The Japanese language has always been rich in such words. The argument has been made that because of them it is uniquely suited to such anti-rational modes of belief and conduct as Zen. They bear a much larger share of the burden in manga than in ordinary language. Some of them are rather amusing. A newspaper article in 1970 listed these: ashe, for cutting someone’s face open; zuzu-u-u zuzu-u-u, for slurping noodles; chu chuba, for a kiss; pattaan, for a punch in the jaw; murereri murumuru, for the impatience of a young lady awaiting her young gentleman. They are many of them sounds that would convey nothing at all independently of their manga, which is to say that they are outside of and beyond language.

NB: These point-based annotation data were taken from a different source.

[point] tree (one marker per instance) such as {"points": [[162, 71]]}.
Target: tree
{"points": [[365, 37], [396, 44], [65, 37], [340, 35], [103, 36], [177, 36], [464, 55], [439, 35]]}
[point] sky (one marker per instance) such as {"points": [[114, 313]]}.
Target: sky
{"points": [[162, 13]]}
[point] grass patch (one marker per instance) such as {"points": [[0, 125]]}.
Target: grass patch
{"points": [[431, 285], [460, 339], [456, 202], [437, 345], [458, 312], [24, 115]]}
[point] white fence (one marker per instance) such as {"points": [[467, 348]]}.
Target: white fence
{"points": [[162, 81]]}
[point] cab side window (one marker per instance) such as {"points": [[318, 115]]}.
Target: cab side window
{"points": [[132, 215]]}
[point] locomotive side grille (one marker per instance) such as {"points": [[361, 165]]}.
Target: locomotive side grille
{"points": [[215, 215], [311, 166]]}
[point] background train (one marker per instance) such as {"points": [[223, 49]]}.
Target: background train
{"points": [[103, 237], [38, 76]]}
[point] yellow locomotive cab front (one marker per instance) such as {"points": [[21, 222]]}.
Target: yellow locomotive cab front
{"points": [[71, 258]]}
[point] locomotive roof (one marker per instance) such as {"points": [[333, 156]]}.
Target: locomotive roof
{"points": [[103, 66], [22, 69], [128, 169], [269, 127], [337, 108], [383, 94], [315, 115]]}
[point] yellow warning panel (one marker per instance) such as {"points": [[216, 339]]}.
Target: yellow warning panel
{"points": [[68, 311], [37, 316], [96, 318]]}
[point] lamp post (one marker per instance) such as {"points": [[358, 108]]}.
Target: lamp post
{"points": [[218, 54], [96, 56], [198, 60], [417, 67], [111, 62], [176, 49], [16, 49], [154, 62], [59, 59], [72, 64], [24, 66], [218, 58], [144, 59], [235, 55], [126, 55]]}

These developments are of course not unique to Tokyo, and it cannot be said that Tokyo has always led the way. It certainly leads the way in television and advertising, but in sex and violence Osaka is often the pioneer. Many a subtle new direction in the cutting edge of manga can be traced to Osaka. Yet it is difficult to describe the city as it is and as it is coming to be without describing such spiritual changes as this, along with all the physical changes.